On Thursday, at 8 a.m., Mathieu is awakened by his panicked 14-year-old half-brother, who shouts to him that he has found Éric unconscious in the living room.

“My room was in the basement, I went upstairs in a panic. We put my father on the ground, we tried to do the manoeuvres. […] I was on the phone with the ER girl and she was giving me a count; I was trying to resuscitate my father. »

Once in the hospital, Éric is taken care of. Mathieu waits about ten minutes before one of the police officers, who is also one of his childhood friends, comes to see him. “His heart started beating again,” he lets her know.

“When they say he fought until the end…” Mathieu drops in a breath.

Eric spent three days in palliative care, until the doctors agreed there was nothing more to be done.

Doctors could not determine the exact cause of death. In fact, “it’s a surplus of all the drugs” and the wear and tear of the disease, explains Mathieu Young. It’s that Eric had rheumatoid arthritis, a rare and severe form of the disease, which Mathieu wants to draw attention to with his challenge.

“In his early twenties, he woke up one morning and he wasn’t moving from head to toe. He was paralyzed for a year and a half. He had to relearn to speak, to walk, to write.

“As he went along, he learned to live with it. He was undergoing treatment, taking medication, cortisone. […] He couldn’t cure it anymore, he could just slow down the disease. »
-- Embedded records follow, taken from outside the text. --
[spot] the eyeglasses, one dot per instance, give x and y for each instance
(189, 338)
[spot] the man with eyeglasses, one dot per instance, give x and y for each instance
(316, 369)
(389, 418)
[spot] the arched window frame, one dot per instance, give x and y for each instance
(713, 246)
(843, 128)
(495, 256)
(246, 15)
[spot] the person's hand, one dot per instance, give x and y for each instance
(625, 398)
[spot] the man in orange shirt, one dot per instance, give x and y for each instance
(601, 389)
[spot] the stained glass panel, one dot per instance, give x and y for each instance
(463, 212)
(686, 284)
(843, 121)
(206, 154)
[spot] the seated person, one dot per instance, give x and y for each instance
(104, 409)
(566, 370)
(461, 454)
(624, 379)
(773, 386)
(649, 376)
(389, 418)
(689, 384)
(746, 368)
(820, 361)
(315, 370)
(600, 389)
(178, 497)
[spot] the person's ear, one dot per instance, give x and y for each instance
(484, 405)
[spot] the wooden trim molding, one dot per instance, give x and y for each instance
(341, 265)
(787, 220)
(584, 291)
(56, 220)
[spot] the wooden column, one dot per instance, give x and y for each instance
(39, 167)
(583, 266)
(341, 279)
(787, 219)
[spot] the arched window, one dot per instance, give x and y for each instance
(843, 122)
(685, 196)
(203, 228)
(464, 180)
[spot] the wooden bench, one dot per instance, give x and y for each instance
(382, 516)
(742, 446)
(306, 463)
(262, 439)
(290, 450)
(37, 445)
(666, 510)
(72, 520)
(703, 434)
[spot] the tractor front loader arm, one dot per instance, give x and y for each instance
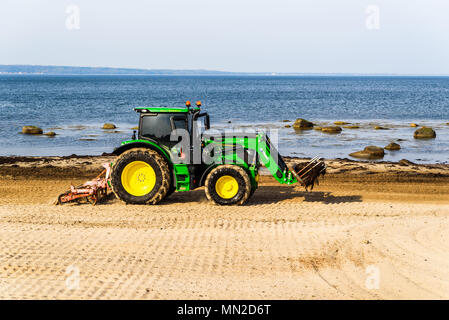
(305, 173)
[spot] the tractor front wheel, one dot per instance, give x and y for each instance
(228, 185)
(140, 176)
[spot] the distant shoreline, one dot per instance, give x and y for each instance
(97, 71)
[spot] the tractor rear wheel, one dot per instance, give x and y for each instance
(140, 176)
(228, 185)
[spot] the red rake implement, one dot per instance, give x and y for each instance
(91, 191)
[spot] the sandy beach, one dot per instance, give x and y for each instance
(365, 220)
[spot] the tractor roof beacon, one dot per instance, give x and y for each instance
(153, 165)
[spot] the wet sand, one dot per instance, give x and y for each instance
(285, 243)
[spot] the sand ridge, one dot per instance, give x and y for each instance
(284, 243)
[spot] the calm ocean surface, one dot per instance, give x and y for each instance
(75, 107)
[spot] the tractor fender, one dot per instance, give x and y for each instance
(146, 144)
(212, 166)
(206, 172)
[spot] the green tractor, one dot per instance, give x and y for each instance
(175, 150)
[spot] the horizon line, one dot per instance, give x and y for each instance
(203, 71)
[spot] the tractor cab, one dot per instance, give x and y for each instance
(158, 124)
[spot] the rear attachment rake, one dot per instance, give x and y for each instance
(91, 191)
(307, 173)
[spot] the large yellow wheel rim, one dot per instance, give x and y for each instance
(226, 187)
(138, 178)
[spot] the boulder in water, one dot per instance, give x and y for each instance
(332, 129)
(340, 123)
(109, 126)
(302, 124)
(31, 130)
(405, 162)
(424, 133)
(393, 146)
(370, 152)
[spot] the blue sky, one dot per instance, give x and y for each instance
(316, 36)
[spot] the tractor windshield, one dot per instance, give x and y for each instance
(159, 126)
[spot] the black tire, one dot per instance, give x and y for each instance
(239, 174)
(157, 163)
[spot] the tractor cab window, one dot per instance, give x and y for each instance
(158, 126)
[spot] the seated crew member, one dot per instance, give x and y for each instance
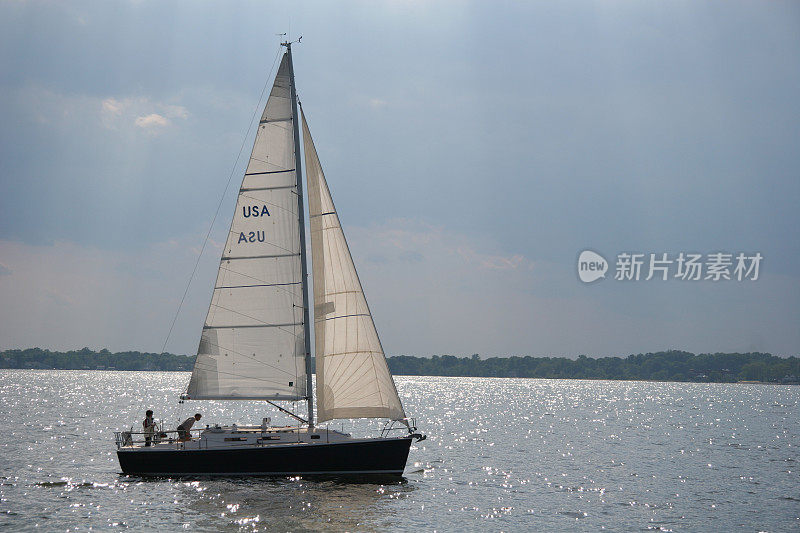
(183, 429)
(149, 426)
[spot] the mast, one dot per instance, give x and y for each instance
(301, 215)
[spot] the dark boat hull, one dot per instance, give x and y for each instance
(372, 456)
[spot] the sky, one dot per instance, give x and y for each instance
(474, 150)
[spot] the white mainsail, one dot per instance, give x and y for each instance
(353, 379)
(252, 346)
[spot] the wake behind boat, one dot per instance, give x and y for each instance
(255, 343)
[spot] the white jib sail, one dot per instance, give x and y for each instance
(252, 346)
(353, 379)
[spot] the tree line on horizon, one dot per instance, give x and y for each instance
(672, 365)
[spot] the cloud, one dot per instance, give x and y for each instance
(65, 296)
(153, 120)
(377, 103)
(112, 106)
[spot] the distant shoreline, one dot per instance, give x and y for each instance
(669, 366)
(743, 382)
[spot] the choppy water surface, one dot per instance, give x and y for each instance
(501, 454)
When Mathieu was young, his father sometimes had paralytic attacks. “For a day, my mother fed him with straw,” he says.

“When [my dad] broke something, it never came back. Before he died, he had two broken toes, but all the time. It doesn’t regenerate. He had a cane, but he really had a pig’s face! “, he says, laughing.

Mathieu pauses, eyes watery. “Excuse,” he breathes, his voice shaking. “Three or four years it was fine. It was stable. Even he was starting to move more. »
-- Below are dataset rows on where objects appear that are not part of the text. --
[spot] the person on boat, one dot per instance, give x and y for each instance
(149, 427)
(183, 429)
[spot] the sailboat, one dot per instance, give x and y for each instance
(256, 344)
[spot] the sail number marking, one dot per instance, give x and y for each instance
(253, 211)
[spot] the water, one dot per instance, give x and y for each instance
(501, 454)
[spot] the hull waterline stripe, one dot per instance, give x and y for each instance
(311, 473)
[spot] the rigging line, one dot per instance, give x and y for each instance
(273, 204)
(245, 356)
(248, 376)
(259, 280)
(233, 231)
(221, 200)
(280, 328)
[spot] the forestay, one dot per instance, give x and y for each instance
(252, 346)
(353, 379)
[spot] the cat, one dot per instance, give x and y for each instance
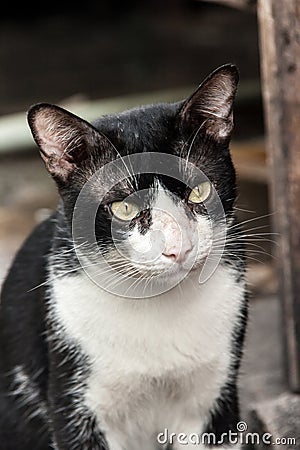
(87, 364)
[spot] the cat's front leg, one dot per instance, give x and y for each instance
(74, 426)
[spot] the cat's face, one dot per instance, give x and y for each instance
(156, 214)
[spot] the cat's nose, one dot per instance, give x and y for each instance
(176, 253)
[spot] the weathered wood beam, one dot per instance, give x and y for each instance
(279, 25)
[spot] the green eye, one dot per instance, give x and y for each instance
(124, 210)
(200, 193)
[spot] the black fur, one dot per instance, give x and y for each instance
(30, 338)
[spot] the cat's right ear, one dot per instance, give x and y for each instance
(64, 139)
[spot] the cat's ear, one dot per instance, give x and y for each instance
(64, 139)
(211, 105)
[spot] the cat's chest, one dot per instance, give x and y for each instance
(153, 361)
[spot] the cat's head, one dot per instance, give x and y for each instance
(157, 178)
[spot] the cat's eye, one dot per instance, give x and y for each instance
(200, 193)
(124, 210)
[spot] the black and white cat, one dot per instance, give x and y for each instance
(85, 368)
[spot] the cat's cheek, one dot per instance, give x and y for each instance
(204, 237)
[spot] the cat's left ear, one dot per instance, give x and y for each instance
(64, 139)
(210, 107)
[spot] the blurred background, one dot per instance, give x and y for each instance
(107, 56)
(102, 57)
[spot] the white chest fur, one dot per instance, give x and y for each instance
(155, 363)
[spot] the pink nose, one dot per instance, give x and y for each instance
(178, 254)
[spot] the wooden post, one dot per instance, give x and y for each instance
(279, 27)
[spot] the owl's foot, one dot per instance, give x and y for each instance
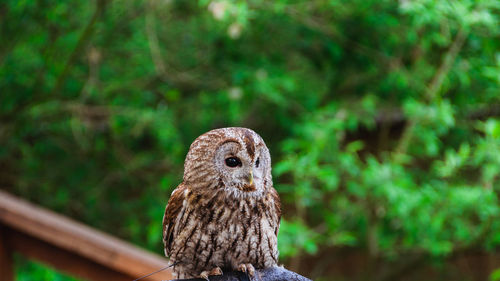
(215, 271)
(247, 268)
Mathieu’s eyes light up when he talks about the strength of his father, who also recovered after attempting suicide in 2015.

It is for all these reasons that Mathieu has chosen to distribute the donations he will raise in equal parts between the organization Movember, which funds men’s health projects, and the Arthritis Society. He’s already raised over $2,000 of a $15,000 goal on his GoFundMe page.
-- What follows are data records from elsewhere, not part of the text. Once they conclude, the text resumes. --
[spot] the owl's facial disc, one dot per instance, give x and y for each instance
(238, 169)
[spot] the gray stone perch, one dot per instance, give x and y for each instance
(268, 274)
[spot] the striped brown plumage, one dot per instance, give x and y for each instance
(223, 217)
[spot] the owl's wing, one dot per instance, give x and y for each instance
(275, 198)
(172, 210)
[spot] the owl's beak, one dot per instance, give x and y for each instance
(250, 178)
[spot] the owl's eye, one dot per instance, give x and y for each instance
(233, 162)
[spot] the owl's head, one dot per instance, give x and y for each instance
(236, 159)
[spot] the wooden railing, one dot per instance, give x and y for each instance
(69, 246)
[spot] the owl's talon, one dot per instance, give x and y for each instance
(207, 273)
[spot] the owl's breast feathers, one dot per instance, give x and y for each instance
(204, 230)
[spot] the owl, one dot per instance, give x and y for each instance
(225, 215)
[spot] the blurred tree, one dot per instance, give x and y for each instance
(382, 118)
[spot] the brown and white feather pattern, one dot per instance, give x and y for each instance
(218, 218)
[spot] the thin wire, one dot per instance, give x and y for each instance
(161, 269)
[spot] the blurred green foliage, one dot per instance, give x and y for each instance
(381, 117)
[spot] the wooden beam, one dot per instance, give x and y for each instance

After the death of his father, Mathieu Young was welcomed into the family of a friend for nine months, the time to grieve and think about his future. After a month, he saw on television the story of Samuel Finn, who broke the Guinness record for the most burpees in 12 hours in honor of his brother who died of cancer.

“I just lost my father, I just had the worst year of my life,” says Mathieu. There, I see it on TV, and the first instinct I have is: “I want to do this too.” »

Searching the Guinness World Records website, he came across the fastest 10k with a 40lb backpack. It kind of clicked. “I saw the parallel with my father’s strength of character. Just having the weight of the bag… It’s the weight of losing a loved one, the weight of losing your job, the weight of illness. »

The plan was to do this in 2020, but the pandemic forced him to postpone the project. So he resumed training last January, with the support of his physical trainer. He goes to the VIP Gym in Repentigny five or six times a week.

On October 14, exactly three years after the death of his father, Mathieu Young will attempt to smash the record of 41 min 24 s on the athletics track at Jean-Baptiste-Meilleur high school in Repentigny. . Family and friends will be there to cheer him on. And he invites anyone who wants to join them.

On March 28, his father’s birthday, Mathieu posted a video about his challenge on TikTok. Since then, encouragement has come from all sides. Many Internet users, touched, told him their story.

“I was lucky to have people who helped me through my grief,” Mathieu said. There are so many who go through hardships like this and are just left to their own devices. [This challenge] is like a pat on the back: you are not alone. »

“I’m doing it for me, for my dad and everyone it inspires,” he adds.

As his father taught him, he will fight until the end.

If you need support, are having suicidal thoughts, or are worried about someone close to you, call 1-866-CALL (1-866-277-3553). A suicide prevention worker is available to you 24 hours a day, seven days a week.